Basic fibroblast growth factor (bFGF) plays an important role in tumor angiogenesis. Several studies have reported that bFGF may influence cell apoptosis through different signaling pathways. The aim of the present investigation was to study the effect of bFGF on the activities of protein kinase B (PKB)/survivin and cell apoptosis in hepatocellular carcinoma cells (Bel-7402). We treated Bel-7402 cells with bFGF and wortmannin [phosphatidylinositol 3-kinase (PI3K)-specific inhibitor] separately to observe the expression of PKB and survivin detected with RT-PCR and western blotting. The cell cycle and apoptosis were assayed with flow cytometry. We found a significant increase in PKB expression in the group treated with 25 ng/ml bFGF for 10 min (P<0.05), and this effect was significantly inhibited by pretreatment with wortmannin (200 nM) for 1 h.
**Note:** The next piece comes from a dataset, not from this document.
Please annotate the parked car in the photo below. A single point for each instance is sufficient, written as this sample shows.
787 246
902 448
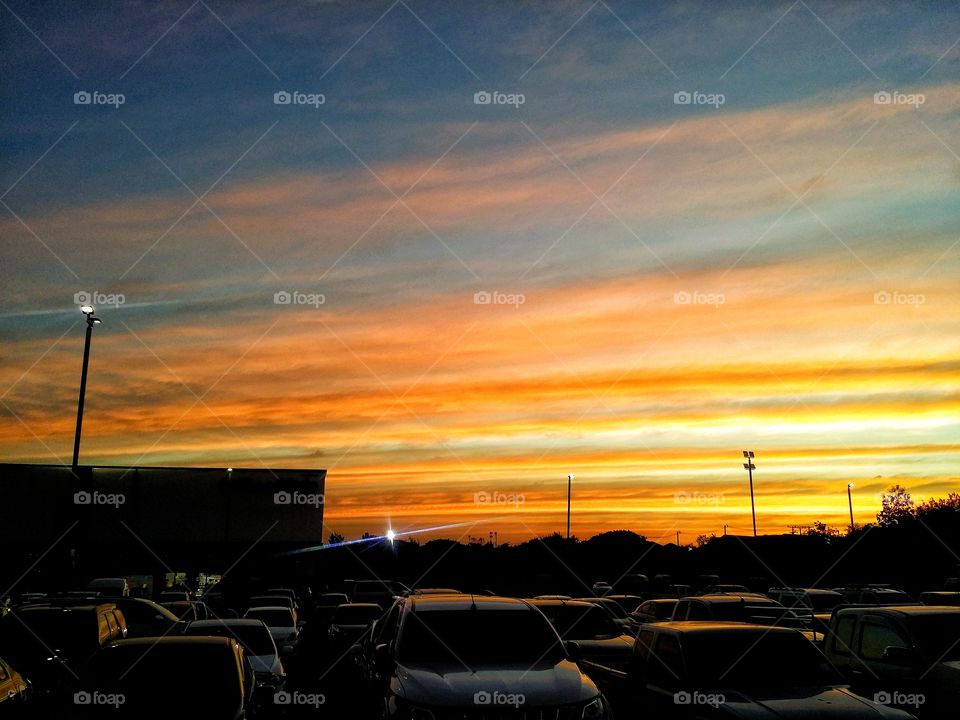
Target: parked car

After treatment with 10 ng/ml bFGF, the expression of survivin mRNA in Bel-7402 cells increased significantly, and reached the peak at 16 h (P<0.05); however, this effect could be significantly inhibited by pretreatment with wortmannin (200 mM) in a time-dependent manner. Following incubation with 25 ng/ml bFGF for 10 min, the apoptosis rate and M phase were significantly decreased and S phase cells increased compared with the wortmannin (200 nM)-treated group. When this group was pretreated with wortmannin (200 nM) for 1 h, the apoptosis rate and S phase were significantly increased, M phase cells decreased. The results revealed that wortmannin could induce high apoptosis rates in hepatocellular carcinoma cells, and bFGF could inhibit the cell apoptosis induced by wortmannin. These findings indicate that bFGF could rapidly activate the PKB activities, enhance the expression of survivin and the proliferation of hepatocellular carcinoma cells via the PI3K pathway, thus it may serve as a novel molecule for early targeting therapy of hepatocellular carcinoma.